What is remarkable about this period is that in 30 short years, the principles of classical editing were developed. In the early years, however, continuity, screen direction, and dramatic emphasis through editing were not even goals. Cameras were placed without thought to compositional or emotional considerations. Lighting was notional (no dramatic intention meant), even for interior scenes. Light, camera placement, and camera movement were not an important part of the filming process. In the earliest Auguste and Louis Lumière and Thomas Edison films, the camera recorded an event, an act, or an incident. Many of these early films were a single shot.

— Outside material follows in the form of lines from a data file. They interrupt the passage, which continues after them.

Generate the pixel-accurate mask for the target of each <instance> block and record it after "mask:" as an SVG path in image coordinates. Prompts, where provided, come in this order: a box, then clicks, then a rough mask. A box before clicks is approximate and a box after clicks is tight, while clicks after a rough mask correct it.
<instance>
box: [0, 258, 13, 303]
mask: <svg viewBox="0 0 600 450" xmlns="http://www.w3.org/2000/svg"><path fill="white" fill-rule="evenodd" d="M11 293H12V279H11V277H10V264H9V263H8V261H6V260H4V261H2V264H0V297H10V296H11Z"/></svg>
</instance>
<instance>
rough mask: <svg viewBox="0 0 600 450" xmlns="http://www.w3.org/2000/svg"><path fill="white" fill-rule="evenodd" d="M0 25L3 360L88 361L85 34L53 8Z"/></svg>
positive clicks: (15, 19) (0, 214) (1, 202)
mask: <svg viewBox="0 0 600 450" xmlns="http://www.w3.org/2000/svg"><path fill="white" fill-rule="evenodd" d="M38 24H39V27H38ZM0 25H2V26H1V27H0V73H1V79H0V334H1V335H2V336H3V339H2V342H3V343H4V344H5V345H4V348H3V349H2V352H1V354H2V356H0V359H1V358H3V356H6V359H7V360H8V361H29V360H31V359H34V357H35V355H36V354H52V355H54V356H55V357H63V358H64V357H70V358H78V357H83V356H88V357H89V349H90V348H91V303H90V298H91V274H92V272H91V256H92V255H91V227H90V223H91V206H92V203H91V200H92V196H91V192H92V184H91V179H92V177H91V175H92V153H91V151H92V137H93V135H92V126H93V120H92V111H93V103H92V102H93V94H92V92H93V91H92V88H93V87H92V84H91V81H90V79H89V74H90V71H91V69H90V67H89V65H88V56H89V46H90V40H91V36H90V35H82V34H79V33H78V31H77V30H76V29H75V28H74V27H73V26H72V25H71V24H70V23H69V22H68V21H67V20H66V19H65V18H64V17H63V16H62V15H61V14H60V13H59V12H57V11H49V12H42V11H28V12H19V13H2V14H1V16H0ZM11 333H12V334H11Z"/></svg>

Although Méliès’s films grew to a length of 14 minutes, they remained a series of single shots: tableaus that recorded a performed scene. All of the shots were strung together. The camera was stationary and distant from the action. The physical lengths of the shots were not varied for impact. Performance, not pace, was the prevailing intention. The films were edited to the extent that they consisted of more than one shot, but A Trip to the Moon is no more than a series of amusing shots, each a scene unto itself. The shots tell a story, but not in the manner to which we are accustomed. It was not until the work of Edwin S. Porter that editing became more purposeful.

Sources

THE TECHNIQUE OF FILM AND VIDEO EDITING: History, Theory, and Practice by KEN DANCYGER

Earlycinema.com
http://www.earlycinema.com/pioneers/index.html

Have students review: Timeline of the Early Cinema and Mindmap off Auguste and Louis Lumière. Have them identify and report on what are some of the key points in the evolution of film at the end of one century and the beginning of the next.

ASK: What other historical events were occurring during this time that helped to shape the era, other watershed events (the rise of psychotherapy, the industrial revolution, etc.)? What were different film makers doing during that time?